S. Korea rejects N.Korea bid to bring talks forward

SEOUL, Jan 31, 2011 (AFP) - South Korea on Monday rejected North Korea's proposal to bring forward the date of military talks designed to ease months of tension, the defence ministry said.

The ministry said it was sticking to its original suggested date of February 11 for the preliminary talks, after the North over the weekend proposed bringing them forward to February 1.

It would be the first cross-border dialogue since Pyongyang's bombardment of a border island on November 23.

The working-level talks, probably between colonels, are aimed at setting the date, place and agenda for high-level military dialogue.

But Seoul says the high-level meeting will only go ahead if Pyongyang takes responsibility for two attacks last year and promises no repetition.

Apart from the shelling, the South accuses the North of torpedoing a warship last March with the loss of 46 lives, a charge the North denies.

The North also says its artillery attack on Yeonpyeong island, near the disputed Yellow Sea border, was a justified response to a South Korean drill which dropped shells into waters claimed by Pyongyang.

After months of fiery rhetoric, the North has changed tack this year and made frequent appeals for dialogue. The South has described most of the approaches as insincere.

It was unclear why the North wanted to advance the date for the working-level talks, to be held at the border village of Panmunjom.

Officials quoted by Yonhap news agency said Pyongyang may be trying to resume high-level dialogue before the birthday of its leader Kim Jong-Il on February 16.

On Monday, a North Korean state committee sent a separate proposal for early talks on humanitarian and other issues, including the reunions of families split by war six decades ago, according to the country's official Korean Central News Agency (KCNA).

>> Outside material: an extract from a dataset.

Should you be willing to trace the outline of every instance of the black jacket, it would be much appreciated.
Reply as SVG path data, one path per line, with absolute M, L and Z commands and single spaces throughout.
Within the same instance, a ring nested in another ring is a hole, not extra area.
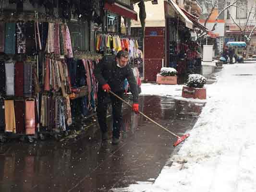
M 124 91 L 124 80 L 127 78 L 134 96 L 134 102 L 138 103 L 138 86 L 130 65 L 127 64 L 123 68 L 119 67 L 115 55 L 105 56 L 95 67 L 94 72 L 99 84 L 99 89 L 107 84 L 114 92 Z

"Now is the time for the authorities of the north and the south to sit face to face and have exhaustive and constructive talks," the Korea Asia-Pacific Peace Committee said.

The committee, which is mainly in charge of cross-border economic affairs, said the North's proposal for high-level military talks had "removed all the hurdles lying in the way of the inter-Korean dialogue", KCNA said.

The South's unification ministry said it would not respond to the committee's proposal.